Another pocket door with fancy woodwork. The doorway you can see on the right goes into the dining room. I didn’t get a picture of the dining room, for some reason, but it has a HUGE bay window, and a built-in massive china cabinet with glass doors. There’s also a servant’s entrance in the corner of this room, so they didn’t have to go out and around from the kitchen. So maybe this is the dining room? I can’t tell.
When the house was vacated, everything was left just as it was. Clothes, books, furniture, dishes, personal papers, all the sundries of daily life — just left. It’s like they walked out one day, and didn’t come back.
The auction company that bought the house removed all the furniture and sold it, but nothing else was removed from the house. And as you can see, from this picture of the kitchen, it’s just been left that way all these years. (Personally, I think Krista might want to hang on to those copper jello molds, don’t you?)
The doorway you can see at the very right-hand edge leads to a sunroom/porch that is completely falling apart and falling away from the house. They plan to remove it and rebuild it. It leads outdoors to a wonderful patio area that has a firepit and a stone fountain and all sorts of wonderful things. Love!
To the right of that doorway, is the butler’s kitchen — so very awesome — and a back staircase that leads upstairs so that the servants didn’t have to come around and use the main staircase.
There are some built-in pantry shelves in the kitchen. I can hardly wait to see how it turns out when they’re finished!
Looking straight across while standing at the top of the main staircase. More fancy woodwork and a porthole window. Look at the ceiling falling down . . . yucky. And I can’t say I’m in love with that paneling, either. Fortunately, the stairs are covered with some sort of old linoleum, so the woodwork should be kept safe from damage until they’re ready to refinish it.
Here’s the bedroom directly across from the top of the staircase.
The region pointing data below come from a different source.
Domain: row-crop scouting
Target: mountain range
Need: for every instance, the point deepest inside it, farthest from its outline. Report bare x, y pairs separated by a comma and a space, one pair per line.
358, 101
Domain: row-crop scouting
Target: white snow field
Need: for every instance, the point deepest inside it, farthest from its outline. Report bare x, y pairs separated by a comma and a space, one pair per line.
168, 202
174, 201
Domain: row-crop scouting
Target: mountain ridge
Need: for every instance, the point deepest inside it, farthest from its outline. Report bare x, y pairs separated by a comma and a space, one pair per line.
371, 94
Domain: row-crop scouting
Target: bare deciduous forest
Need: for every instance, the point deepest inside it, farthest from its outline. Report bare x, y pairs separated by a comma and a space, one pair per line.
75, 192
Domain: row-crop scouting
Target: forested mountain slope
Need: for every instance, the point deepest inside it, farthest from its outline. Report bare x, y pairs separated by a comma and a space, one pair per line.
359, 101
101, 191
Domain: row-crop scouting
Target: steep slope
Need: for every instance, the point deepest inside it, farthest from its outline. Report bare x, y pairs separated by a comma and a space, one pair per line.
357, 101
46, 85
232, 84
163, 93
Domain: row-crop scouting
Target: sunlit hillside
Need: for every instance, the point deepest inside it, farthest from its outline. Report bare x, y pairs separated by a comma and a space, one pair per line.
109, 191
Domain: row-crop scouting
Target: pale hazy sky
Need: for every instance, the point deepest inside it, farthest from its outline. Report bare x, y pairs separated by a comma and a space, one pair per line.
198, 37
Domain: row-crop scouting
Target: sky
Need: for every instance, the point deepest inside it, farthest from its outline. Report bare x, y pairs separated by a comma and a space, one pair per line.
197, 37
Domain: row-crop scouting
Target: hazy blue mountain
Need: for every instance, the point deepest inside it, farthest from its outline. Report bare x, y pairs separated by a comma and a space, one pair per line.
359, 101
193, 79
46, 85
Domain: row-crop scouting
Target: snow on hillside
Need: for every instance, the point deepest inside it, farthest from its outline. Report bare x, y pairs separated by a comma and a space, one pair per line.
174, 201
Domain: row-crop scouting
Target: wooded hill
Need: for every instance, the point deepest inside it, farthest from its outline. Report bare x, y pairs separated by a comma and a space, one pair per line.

See how they just left everything behind? Clothes, books, everything . . . and now it’s all filthy, musty, and disgusting from having been left to sit and rot.
The main upstairs bedroom. This one sits directly above the dining room, so it, too, has the huge bay window. Every bedroom also has a nice closet — unexpected, but wonderful. Another astonishing thing about the house is that none of the original woodwork was ever painted over — what a blessing that will be for their restoration efforts.
The upstairs bathroom. I see they left a towel for guests to use! I love that corner sink, and the old clawfoot tub. You can’t see it, but there’s striped wallpaper above the towel bar — it’s actually sorta neat.
This room is the main reason my sister and I were here on this day. This room was obviously used as a sewing and craft room for the residents, and Krista wanted us to come go through it all to see if any of it was salvageable. Below are the after pictures . . .
We left behind the things we thought Krista needed to see and make up her own mind about keeping. We filled FIVE massive garbage bags with trash, and we got one garbage bag and one box full of things we thought might be useable.
My sister and I divided up the haul we kept, and here’s some of my part. Fabric, some stamped quilt blocks (intended for use with Artex paints, but I’ll embroider them), lots of trims, a partial pieced quilt block, some vintage aprons, and a pile of old handkerchiefs . . .
I’m so excited to see how this place turns out when they’re done working on it. I thought My Cowboy and I had taken on a project with our old 2-story house, but it’s nothing compared to the project these kids have just taken on. Good thing they’re a lot younger than we are!
Someday, when they’re done, and I’m about to enter the nursing home, maybe I can take you on another tour to see it restored to its former glory.